L’Italia sarà anche nel G7, ma di certo non in quello della tutela della proprietà intellettuale: il Bel Paese, all’interno di una ideale classifica mondiale, si colloca infatti soltanto in 46esima posizione, dietro a Bahrein e Giordana. Lo rivela l’ultimo report della Property Rights Alliance, uno studio che misura come viene tutelata la proprietà intellettuale in oltre 129 Paesi, rappresentanti il 98 per cento del Pil mondiale e il 93 per cento della popolazione. «I diritti di proprietà sono un indicatore chiave del successo economico e della stabilità politica, e una componente fondamentale dell’innovazione», spiega Pietro Paganini (nella foto tonda), presidente di Competere.eu, think tank che aderisce alla Property Rights Alliance e docente alla John Cabot University.
Come mai l’Italia è messa così male?
«L’Italia porta a casa un punteggio finale di 6.1 su 10. Siamo ben distanti dagli altri Paesi del G7 (7.9 punti di media) e di gran lunga staccati da Paesi quali la Finlandia (8.7), la Svizzera (8.5), la Nuova Zelanda (8.5), Singapore (8.4) e l’Australia (8.3) che occupano le prime cinque posizioni.
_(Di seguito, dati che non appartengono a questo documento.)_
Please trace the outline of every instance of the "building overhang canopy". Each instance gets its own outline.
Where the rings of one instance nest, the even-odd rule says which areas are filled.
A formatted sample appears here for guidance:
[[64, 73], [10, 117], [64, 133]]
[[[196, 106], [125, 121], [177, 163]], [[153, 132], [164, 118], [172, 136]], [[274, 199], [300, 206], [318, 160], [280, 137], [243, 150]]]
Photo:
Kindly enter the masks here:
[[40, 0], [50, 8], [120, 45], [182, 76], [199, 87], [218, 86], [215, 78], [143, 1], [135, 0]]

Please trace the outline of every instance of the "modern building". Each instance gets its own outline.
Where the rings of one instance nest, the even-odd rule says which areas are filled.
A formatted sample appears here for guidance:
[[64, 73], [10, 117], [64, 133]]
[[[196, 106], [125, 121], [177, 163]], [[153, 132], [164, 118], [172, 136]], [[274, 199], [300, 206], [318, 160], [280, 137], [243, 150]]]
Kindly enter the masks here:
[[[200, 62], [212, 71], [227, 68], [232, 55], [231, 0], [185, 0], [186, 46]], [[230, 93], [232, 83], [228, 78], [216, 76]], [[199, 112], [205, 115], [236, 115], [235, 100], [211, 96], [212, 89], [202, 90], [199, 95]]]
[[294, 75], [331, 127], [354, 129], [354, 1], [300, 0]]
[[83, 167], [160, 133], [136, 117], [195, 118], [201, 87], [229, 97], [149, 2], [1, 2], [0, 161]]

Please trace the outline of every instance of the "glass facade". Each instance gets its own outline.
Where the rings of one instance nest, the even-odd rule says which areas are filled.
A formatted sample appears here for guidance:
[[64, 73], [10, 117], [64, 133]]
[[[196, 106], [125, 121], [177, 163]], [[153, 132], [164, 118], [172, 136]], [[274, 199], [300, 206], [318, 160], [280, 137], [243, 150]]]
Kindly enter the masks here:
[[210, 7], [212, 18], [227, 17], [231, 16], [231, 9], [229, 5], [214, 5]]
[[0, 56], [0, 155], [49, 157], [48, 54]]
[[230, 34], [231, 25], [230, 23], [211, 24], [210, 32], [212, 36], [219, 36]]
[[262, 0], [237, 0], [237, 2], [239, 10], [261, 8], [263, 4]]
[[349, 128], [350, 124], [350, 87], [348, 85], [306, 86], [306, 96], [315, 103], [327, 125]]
L’Italia è insufficiente nella stabilità politica e nel garantire efficienza ed efficacia della giustizia civile (punteggio 5.4). Scarsi i risultati anche nella tutela della proprietà fisica (punteggio 6.1). Riesce a strappare la sufficienza (circa 6.78) nella tutela della proprietà intellettuale, grazie anche alle agevolazioni derivanti dal cosiddetto patent box».
Perché la tutela della proprietà intellettuale è importante?
«L’indice dimostra che esiste una correlazione positiva tra innovazione e tutela della proprietà. Non è un caso che i Paesi al vertice della classifica (Scandinavi, Singapore, Svizzera, Usa) siano anche Paesi tecnologicamente avanzati ed economie basate su alti tassi di innovazione».
Quali sono i costi di questa mancanza di tutela?
«Quando si parla di proprietà intellettuale si parla anche di contraffazione. Un’attività illecita che colpisce le imprese italiane per 24 miliardi di euro, in base ai dati Ocse».
Dove siamo più vulnerabili?
«La versione 2019 dell’International Property Rights Index contiene anche un caso studio realizzato da Competere sulle problematiche che l’ingresso dell’Italia nella Belt and Road Initiatives cinese comporta in termini di tutela del know-how e del prodotto. La nostra analisi suggerisce che l’apertura di una nuova Via della Seta potrebbe aggravare questo fenomeno, facendo dell’Italia un punto di transito verso l’Europa per nuove merci contraffatte e danneggiando le imprese nostrane».
Ci sono già dei buchi evidenti nel sistema?
«Nel Memorandum firmato dal precedente governo Conte l’aspetto della proprietà intellettuale è stato affrontato in modo superficiale e potrebbe essere un grave errore. Basti pensare che dalla Cina e dall’hub internazionale di Hong Kong provengono rispettivamente il 37% e il 30% dei prodotti contraffatti, che finiscono per circolare in Italia e in Europa. Il nuovo rapporto con il Dragone ha già creato tensione con gli alleati occidentali e con la stessa Unione Europea. Le incognite sono molteplici e il caso della proprietà intellettuale è emblematico».
Non ci saranno solo aspetti negativi dai rapporti privilegiati con la Cina...
«Non c’è dubbio che un rafforzamento delle relazioni commerciali con la Cina, anche attraverso nuove infrastrutture, possa essere una grande opportunità. Tuttavia, prima di proseguire con l’accordo, è necessario stabilire con il partner asiatico degli standard di tutela della proprietà solidi e concordare attività efficaci di prevenzione e contrasto alla contraffazione, per evitare nuove minacce al Made in Italy e alle nostre aziende».
Anche il governo cinese si sta muovendo a favore della difesa dei diritti di proprientà intellettuale.
«La Cina, che vuole il primato mondiale dell’innovazione entro il 2050, ha avviato un piano ambizioso quanto irrealistico per eliminare entro il 2020 la contraffazione (400 miliardi annui di valore stimato), al fine di ottenere lo status di economia di mercato ed avere accesso ai club internazionali che contano. Per la legge del contrappasso, i cinesi temono che i loro prodotti ad alto valore tecnologico ed intellettuale possano essere copiati e replicati da altri. Se Pechino, almeno nei proclami, si sta muovendo nella giusta direzione, troppe regioni restano ostili alla difesa della proprietà, con conseguenze, non solo economiche, devastanti per chi fa innovazione, ma anche con danni sociali rilevanti».